When we children weren’t listening to the fun, we were hunting for hermit crabs, dragging for minnow to sell to fishermen, chasing steamers into the sandbars and swimming like fish in the Sound. We were also playing games. Mother May I, Red Rover, Spud … we had an endless inventory that was constantly adapted to our moods.

When I became a parent, I thought I would be able to pass on the rules; but I soon realized that I knew the basics but had forgotten the details. It was time to hit the books, talk to the experts and put it all down in writing!
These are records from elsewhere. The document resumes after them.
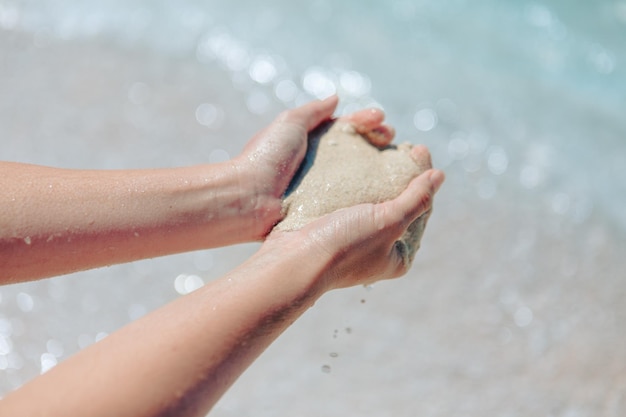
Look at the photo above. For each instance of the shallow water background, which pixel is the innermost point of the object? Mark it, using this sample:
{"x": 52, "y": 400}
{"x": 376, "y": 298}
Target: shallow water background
{"x": 516, "y": 303}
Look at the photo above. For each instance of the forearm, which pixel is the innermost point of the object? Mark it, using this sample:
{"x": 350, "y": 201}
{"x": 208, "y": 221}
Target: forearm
{"x": 180, "y": 359}
{"x": 55, "y": 221}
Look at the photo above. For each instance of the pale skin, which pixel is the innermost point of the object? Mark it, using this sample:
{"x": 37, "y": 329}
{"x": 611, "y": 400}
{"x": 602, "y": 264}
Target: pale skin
{"x": 180, "y": 359}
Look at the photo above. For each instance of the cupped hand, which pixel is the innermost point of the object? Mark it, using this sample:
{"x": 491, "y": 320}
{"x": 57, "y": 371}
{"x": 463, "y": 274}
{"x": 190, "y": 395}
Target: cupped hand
{"x": 271, "y": 158}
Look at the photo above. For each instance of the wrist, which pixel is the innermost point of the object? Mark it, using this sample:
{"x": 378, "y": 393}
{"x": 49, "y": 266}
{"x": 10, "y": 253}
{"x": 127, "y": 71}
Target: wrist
{"x": 259, "y": 207}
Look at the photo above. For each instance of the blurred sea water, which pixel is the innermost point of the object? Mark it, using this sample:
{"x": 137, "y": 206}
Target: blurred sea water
{"x": 515, "y": 305}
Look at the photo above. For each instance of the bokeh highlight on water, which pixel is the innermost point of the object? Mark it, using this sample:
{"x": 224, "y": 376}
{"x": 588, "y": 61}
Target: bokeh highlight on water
{"x": 515, "y": 305}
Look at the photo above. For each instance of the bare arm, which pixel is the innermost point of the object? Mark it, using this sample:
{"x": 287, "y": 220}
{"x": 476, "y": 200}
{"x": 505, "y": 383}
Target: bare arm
{"x": 55, "y": 221}
{"x": 180, "y": 359}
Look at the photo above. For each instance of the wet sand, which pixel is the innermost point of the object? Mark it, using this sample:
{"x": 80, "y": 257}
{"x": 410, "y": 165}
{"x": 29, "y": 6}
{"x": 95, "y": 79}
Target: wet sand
{"x": 342, "y": 169}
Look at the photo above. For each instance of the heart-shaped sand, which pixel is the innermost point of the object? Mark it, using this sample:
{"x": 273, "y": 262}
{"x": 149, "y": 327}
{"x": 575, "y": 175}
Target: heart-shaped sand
{"x": 342, "y": 169}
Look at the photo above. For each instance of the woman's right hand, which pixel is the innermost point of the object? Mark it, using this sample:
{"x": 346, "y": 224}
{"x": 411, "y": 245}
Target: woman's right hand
{"x": 357, "y": 245}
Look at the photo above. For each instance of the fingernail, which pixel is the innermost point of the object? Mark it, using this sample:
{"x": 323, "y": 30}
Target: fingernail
{"x": 437, "y": 178}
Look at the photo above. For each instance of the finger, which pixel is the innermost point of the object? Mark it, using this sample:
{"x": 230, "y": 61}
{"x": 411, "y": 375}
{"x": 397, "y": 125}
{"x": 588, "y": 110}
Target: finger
{"x": 416, "y": 199}
{"x": 311, "y": 114}
{"x": 365, "y": 120}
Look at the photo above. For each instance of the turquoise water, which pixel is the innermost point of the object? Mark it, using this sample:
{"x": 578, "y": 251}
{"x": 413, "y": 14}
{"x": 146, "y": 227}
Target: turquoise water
{"x": 515, "y": 305}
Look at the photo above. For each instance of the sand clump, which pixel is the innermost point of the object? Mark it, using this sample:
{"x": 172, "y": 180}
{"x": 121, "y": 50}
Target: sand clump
{"x": 341, "y": 169}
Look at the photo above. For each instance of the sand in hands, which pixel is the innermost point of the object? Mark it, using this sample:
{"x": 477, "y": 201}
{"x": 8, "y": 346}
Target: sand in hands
{"x": 342, "y": 169}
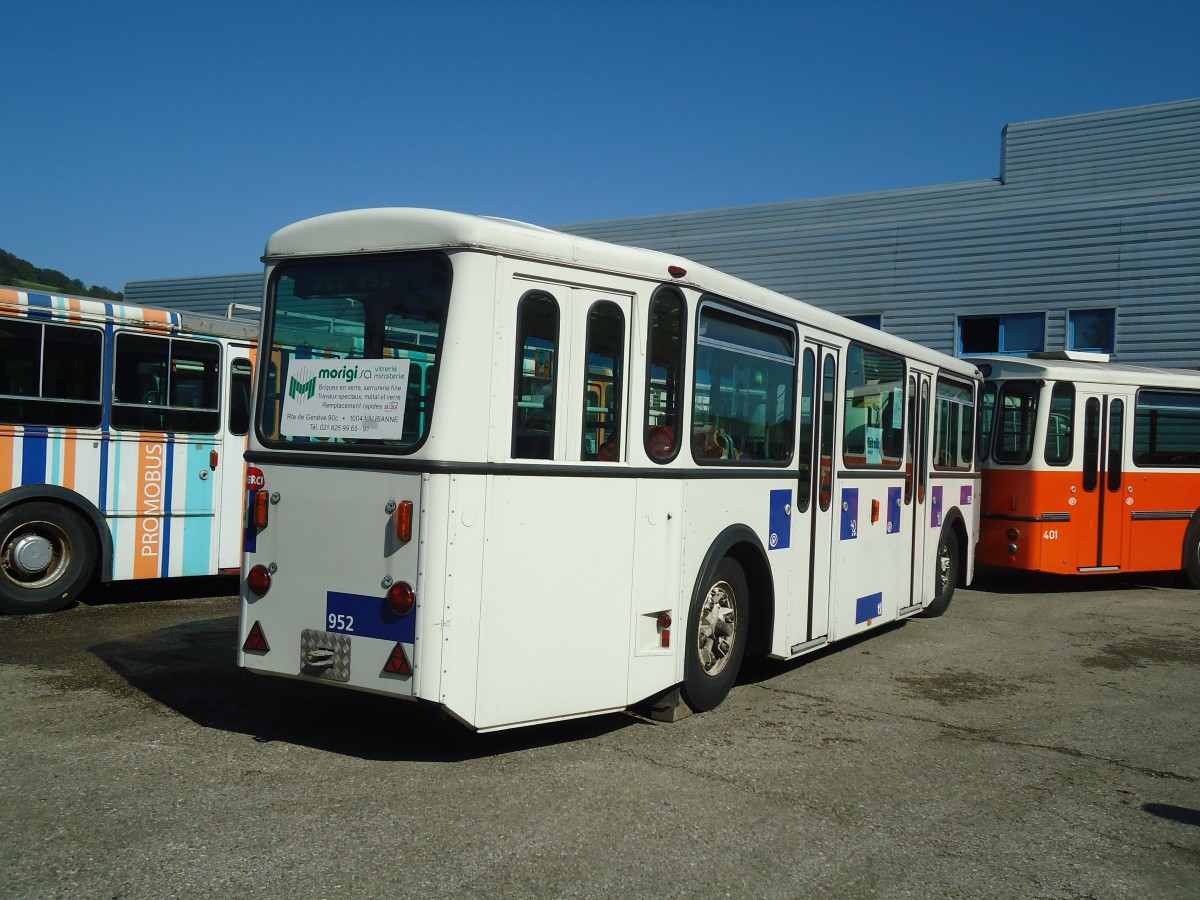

See if our story on summertime games (page 96) stirs up or starts happy childhood memories in your family.

Also, our cover shows that we found the best cupcake — you, our readers, voted for it — but don’t miss our 50 pages of “Best Of” picks for so much more to love about living here or our August 6 “Best Of” Party to celebrate (go to bestoftix.com).

And if you’re stressed out or too dignified to be silly once in awhile, meet Dr. Richard Edelson. He not only helps lead the fight against cancer while overseeing the Yale Cancer Center and its new Smilow Cancer Hospital, he also enters (utterly unprepared) frisbee championships with his dog. You’ve shown you know how to work hard — are you ready to play just for fun?